Sunday, August 19, 2012

Glossary Entry: Crawlers

If you've read Whom the Gods Love, you may have noticed my interest in mythology and folklore. As long as I can remember, being interested in writing and reading, mythology and folklore have always held my intense interest. The idea of being able to create my own myths and legends for a world was exciting and fun.

As I began writing Whom the Gods Love, I started up a glossary for the series. It seemed the easiest way to keep track of all the people, places and things I continually referenced throughout the work. After I finished the first book, looking back at the glossary I realized that it often held far more detail about some of the entries than the book ever went in to.

I thought including some glossary entries would be a fun way to reveal parts of the world of Tanavia without spoiling too much of the story, particularly if I picked entries that I knew weren't integral to the main plot of the story. So here's the first entry I've chosen. I hope you enjoy it!

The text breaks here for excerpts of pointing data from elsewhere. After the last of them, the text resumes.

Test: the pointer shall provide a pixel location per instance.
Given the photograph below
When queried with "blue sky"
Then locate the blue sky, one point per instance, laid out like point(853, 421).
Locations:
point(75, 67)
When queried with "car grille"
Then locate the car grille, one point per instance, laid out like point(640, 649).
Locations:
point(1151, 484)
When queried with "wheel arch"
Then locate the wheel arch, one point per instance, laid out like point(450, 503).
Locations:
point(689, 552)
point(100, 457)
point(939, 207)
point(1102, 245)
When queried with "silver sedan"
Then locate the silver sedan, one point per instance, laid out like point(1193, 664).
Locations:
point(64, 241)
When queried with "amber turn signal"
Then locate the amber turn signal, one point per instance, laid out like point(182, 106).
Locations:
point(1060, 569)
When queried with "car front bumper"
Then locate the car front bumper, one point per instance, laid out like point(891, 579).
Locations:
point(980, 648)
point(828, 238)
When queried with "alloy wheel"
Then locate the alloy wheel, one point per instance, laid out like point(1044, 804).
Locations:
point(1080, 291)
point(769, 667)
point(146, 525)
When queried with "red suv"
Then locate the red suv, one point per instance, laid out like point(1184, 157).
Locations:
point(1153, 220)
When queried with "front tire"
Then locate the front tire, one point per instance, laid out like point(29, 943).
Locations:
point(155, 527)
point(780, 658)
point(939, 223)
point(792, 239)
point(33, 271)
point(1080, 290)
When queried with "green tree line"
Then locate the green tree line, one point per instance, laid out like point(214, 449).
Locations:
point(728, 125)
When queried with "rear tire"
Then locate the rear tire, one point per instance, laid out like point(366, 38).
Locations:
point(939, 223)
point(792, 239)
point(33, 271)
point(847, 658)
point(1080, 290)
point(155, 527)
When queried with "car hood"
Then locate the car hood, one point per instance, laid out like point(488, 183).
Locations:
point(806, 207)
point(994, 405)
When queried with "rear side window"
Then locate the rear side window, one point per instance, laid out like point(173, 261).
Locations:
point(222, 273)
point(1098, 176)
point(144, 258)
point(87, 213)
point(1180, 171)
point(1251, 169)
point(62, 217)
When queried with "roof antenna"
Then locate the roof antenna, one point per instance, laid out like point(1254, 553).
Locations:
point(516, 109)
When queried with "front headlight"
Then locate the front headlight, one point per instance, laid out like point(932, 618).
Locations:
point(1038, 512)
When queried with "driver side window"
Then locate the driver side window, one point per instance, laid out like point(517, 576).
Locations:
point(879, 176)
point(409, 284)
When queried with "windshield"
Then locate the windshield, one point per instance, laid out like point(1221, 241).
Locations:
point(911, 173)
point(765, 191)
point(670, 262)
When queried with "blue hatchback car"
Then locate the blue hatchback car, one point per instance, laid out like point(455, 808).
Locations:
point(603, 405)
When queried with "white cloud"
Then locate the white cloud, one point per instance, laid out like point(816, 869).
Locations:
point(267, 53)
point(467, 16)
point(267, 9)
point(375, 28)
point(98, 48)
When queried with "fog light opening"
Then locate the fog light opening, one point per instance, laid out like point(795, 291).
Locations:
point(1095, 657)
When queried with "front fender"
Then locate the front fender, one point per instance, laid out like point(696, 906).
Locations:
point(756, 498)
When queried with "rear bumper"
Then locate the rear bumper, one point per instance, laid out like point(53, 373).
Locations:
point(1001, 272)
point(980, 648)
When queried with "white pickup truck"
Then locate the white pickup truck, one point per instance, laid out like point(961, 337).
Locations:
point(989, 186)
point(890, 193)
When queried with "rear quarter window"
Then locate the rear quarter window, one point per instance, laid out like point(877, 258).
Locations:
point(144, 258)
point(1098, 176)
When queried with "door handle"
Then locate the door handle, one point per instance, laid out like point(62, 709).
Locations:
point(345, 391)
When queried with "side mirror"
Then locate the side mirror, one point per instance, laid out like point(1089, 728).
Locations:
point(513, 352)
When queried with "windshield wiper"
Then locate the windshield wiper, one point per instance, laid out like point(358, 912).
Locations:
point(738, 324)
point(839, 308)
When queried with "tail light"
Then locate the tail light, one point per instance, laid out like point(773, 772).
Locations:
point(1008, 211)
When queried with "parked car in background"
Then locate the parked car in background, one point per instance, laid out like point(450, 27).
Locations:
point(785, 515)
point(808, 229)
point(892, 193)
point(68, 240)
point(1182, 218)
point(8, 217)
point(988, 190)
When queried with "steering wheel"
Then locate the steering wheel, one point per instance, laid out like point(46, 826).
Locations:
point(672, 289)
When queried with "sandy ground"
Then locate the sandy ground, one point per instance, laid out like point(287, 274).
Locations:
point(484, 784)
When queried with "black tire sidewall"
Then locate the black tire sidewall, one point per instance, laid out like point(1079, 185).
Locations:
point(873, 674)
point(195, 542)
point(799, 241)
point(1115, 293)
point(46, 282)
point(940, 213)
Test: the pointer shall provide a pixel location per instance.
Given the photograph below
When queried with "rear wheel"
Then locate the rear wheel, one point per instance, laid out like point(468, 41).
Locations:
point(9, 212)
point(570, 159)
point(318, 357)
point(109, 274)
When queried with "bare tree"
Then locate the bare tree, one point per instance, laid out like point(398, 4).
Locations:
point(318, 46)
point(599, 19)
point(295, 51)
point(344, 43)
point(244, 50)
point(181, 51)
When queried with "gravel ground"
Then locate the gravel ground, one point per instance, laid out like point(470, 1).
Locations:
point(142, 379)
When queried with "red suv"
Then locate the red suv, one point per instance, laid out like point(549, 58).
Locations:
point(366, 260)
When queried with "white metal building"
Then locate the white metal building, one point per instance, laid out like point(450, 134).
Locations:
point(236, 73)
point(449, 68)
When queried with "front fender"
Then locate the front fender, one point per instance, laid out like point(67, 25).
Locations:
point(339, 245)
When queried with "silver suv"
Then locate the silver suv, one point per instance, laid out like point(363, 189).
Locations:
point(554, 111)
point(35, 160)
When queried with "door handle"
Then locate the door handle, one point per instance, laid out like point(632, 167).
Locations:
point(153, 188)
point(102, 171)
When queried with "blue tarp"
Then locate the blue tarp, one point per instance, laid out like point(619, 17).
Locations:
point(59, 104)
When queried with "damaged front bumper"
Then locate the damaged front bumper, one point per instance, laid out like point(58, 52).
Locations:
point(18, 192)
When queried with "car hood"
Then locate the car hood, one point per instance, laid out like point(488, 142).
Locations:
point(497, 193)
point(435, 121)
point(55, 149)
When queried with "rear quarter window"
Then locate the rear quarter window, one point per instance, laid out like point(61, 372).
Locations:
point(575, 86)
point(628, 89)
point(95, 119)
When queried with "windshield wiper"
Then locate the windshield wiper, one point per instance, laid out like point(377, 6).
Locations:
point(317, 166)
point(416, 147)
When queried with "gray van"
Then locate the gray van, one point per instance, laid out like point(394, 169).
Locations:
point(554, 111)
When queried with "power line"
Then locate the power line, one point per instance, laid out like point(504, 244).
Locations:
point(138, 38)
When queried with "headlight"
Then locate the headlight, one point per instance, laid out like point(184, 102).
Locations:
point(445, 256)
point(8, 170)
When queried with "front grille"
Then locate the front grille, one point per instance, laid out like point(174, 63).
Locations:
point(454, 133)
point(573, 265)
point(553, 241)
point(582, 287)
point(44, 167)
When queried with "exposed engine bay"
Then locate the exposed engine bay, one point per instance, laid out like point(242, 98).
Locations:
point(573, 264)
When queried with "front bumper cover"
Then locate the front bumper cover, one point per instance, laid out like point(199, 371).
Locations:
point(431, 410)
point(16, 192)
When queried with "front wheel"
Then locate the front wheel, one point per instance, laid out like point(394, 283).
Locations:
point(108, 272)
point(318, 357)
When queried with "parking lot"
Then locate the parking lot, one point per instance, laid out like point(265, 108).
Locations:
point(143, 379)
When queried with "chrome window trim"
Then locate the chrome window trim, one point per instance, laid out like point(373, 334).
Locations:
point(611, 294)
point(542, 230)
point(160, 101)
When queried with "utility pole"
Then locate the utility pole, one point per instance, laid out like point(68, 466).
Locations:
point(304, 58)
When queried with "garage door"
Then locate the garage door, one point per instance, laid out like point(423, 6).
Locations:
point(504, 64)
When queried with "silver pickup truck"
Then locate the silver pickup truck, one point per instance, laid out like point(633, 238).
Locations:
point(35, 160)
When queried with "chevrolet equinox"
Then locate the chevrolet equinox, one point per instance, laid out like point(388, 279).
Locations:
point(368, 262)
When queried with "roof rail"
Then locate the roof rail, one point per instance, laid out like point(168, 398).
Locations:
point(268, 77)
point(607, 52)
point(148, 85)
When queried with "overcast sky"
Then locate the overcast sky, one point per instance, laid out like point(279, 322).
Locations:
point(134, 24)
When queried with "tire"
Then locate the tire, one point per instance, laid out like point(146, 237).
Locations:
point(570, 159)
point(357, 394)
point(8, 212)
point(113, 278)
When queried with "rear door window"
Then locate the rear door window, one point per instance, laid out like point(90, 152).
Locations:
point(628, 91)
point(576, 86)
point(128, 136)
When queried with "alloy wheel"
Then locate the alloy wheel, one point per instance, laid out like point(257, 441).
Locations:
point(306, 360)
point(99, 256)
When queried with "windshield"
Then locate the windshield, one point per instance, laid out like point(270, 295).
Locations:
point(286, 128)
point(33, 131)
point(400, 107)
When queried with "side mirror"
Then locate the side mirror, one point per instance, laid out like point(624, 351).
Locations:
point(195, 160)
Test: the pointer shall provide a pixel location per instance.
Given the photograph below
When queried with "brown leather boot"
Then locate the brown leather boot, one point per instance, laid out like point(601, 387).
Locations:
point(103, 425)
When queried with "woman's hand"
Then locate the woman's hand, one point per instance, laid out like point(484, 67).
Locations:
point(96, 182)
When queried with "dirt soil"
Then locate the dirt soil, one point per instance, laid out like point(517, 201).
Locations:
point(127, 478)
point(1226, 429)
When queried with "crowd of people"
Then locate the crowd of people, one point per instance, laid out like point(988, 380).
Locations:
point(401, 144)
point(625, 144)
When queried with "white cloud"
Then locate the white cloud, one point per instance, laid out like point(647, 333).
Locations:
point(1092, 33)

·        Crawlers - Crawlers are huge worms (adults ranging in size from 40 to 80 feet in length) that travel deep underground and eat early in the morning. There is a saying on Tanavia, “Only the early worm catches the bird.” This saying comes from the fact that crawlers enjoy feasting on the nests of rocs. Baby rocs are their favorite prey. Crawlers can sense heat even from deep within the earth. In the early morning hours, when the parents of the young rocs have gone off to look for food, the babies will sometimes fall out of the nest in anticipation of their meal. If they do not make it back up to the safety of the rocky crevices where their nests are, they are likely going to become the meal of a crawler. Crawlers will also make a quick meal of a traveling party if the group has not taken care to sleep atop hard ground when in crawler territory. Around the same time as the dew begins to settle in the morning, men will disappear from a camp, bedding and all, into the mouth of a crawler. Crawlers have mouths capable of opening wide enough to easily swallow a man whole. Unfortunately for the victims of a crawler attack, they have no teeth. Instead, they have a very tough leathery interior to their mouths that is extremely slick with saliva. The tough, slimy orifice makes it difficult for the prey to claw or cut their way out. The walls of the throat and digestive track of a crawler are also very muscular. Yet they do not constrict the life out of their prey. The final unhappy factor in being eaten by a crawler; they eat their prey feet first. This is particularly gruesome for the victim because the airway and the digestive track of a crawler is the same common passageway right down to the fork where air is funneled into the lungs and food is funneled into the stomach. Due to the unique qualities of the crawler’s digestive system, it can take the crawler days to fully pass a meal into its stomach. In order for the crawler to breathe while it eats these large meals, it must lodge food tightly into the passageway to the stomach until it had fully passed beyond the common duct. The prey, awash with oxygen, can still live while its lower extremities are being digested.  Some men say they can tell when they are near a colony of crawlers by the faint, muffled screams coming from beneath the ground. Crawlers have no known predators, but adult roc pairs have been known to take one down in defense of their nestlings.